前夜に続いて土星観察2025/06/29

20250629土星
昨夜から今朝は曇り後晴れ。宵のうち雲間から四日月が見えたのですが、すぐに雲隠れしてしまいました。薄明が始まる頃またしても晴れてくれたので、性懲りも無く土星を眺めました。

撮影開始時の雲量は一晩前より少なかったけれど撮影後半は徐々に増え、何度か減光しました。またシーイングは前夜より落ちて細かい振動が多かったです。強めの画像処理をしなければ縞模様などが見えてきませんが、ノイズが増えたり暗い環のディティールが損なわれるのでほどほどにしなければなりません。

前夜は写野外だったタイタンがぎりぎりセンサーの端に捉えられたので、タイタン込みで衛星も撮影(右下画像)。前夜から1公転の7割を終えたエンケラドゥスも環のすぐ上にいるはずですが、うまく分離しません。

20250629土星の衛星
7月8日朝の「土星の環の傾斜が今年最大」までもうすぐ(→昨日の記事参照)。本来は梅雨の時期なのに2晩続けて晴れるなんて幸運です。今暗く見えているのは土星の環の南面。前回この面を見たことがあるのは1995-2009年の期間に土星を見ていた人だけです。数えてみたら、私はその前の南面の期間:1966-1980年から土星を見始めていました。自分で初めて見つけた土星の環は南面だったのかと、今更ながら驚きました…。記事下表に南北面の入れ替わり時期の一覧を掲載しておきます。

ともあれ、7月8日当日まで何夜観ることができるか分かりませんが、何回でも目に焼き付けたいですね。

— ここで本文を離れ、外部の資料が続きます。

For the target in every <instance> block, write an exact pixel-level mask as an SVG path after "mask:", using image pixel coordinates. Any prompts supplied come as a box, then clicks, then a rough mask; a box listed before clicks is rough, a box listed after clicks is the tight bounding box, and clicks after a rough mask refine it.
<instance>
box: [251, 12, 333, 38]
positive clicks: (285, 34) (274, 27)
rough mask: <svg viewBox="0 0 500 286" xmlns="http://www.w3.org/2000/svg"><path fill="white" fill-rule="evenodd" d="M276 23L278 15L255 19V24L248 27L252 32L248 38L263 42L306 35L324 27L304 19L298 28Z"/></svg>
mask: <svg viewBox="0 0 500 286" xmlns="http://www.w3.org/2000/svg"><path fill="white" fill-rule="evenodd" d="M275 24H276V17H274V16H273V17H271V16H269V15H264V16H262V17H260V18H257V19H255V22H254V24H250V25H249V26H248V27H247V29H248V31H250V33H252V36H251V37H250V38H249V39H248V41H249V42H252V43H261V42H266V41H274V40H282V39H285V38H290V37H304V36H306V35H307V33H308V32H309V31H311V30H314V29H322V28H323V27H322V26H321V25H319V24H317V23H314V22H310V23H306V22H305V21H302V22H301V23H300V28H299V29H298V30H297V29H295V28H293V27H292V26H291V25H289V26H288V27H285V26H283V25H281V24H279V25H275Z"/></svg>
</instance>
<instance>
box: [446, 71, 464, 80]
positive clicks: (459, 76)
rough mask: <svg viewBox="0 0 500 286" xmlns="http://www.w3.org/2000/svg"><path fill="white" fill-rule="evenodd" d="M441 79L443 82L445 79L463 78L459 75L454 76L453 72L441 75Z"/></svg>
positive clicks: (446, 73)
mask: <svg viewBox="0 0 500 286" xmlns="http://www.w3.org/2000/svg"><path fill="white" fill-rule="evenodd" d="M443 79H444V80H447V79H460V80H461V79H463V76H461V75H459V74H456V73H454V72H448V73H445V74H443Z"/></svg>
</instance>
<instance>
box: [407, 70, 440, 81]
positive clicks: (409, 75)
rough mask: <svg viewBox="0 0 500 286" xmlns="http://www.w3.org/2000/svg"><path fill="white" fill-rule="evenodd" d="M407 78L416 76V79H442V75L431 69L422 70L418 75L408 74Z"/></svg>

【見えている土星の環の面はどちら側か?/1900-2100年の入れ替わり日時】
日時(JST)見えている環の面地心土星黄経
1907年4月13日 1:05北面→南面351.77°
1907年10月4日 18:19南面→北面352.80°
1908年1月7日 19:29北面→南面352.31°
1920年11月8日 6:07南面→北面171.98°
1921年2月23日 0:33北面→南面172.80°
1921年8月4日 4:32南面→北面172.29°
1936年6月25日 19:10北面→南面352.47°
1936年7月2日 10:52南面→北面352.53°
1937年2月21日 2:43北面→南面352.37°
1950年9月14日 14:59南面→北面172.45°
1966年4月2日 18:16北面→南面352.62°
1966年10月29日 7:36南面→北面353.62°
1966年12月18日 6:08北面→南面353.32°
1979年10月27日 10:55南面→北面172.79°
1980年3月13日 1:08北面→南面173.76°
1980年7月23日 11:48南面→北面173.21°
1995年5月22日 5:28北面→南面353.08°
1995年8月11日 15:23南面→北面353.72°
1996年2月12日 3:47北面→南面353.27°
2009年9月4日 17:39南面→北面173.33°
2025年3月23日 22:50北面→南面353.47°
2038年10月15日 22:59南面→北面173.62°
2039年4月2日 8:01北面→南面174.66°
2039年7月9日 21:52南面→北面174.16°
2054年5月6日 7:59北面→南面353.87°
2054年8月31日 21:36南面→北面354.72°
2055年2月1日 14:58北面→南面354.18°
2068年8月25日 10:46南面→北面174.22°
2084年3月14日 13:50北面→南面354.34°
2097年10月5日 11:52南面→北面174.47°
2098年4月27日 1:05北面→南面175.49°
2098年6月18日 19:30南面→北面175.17°
日時(JST)見えている環の面地心土星黄経

  • 自作プログラムによる計算です。時刻は多少の誤差が含まれます。
  • 「北面→南面」と書いてある場合、「その日時まで北面が見えていたけれど、それ以降は南面が見える」と言う意味です。要するにこの日時は地心から見た環の消失日です。
  • 約15年ごとに南北の交代があり、その時期は短期間で数回入れ替わることもあります(必ず奇数回)。
  • 入れ替わる時の地心土星黄経がきっちり2方向に分かれることから、入れ替わり期(環の消失期)はほぼ2種類の同じ星座方向で起こることが分かります。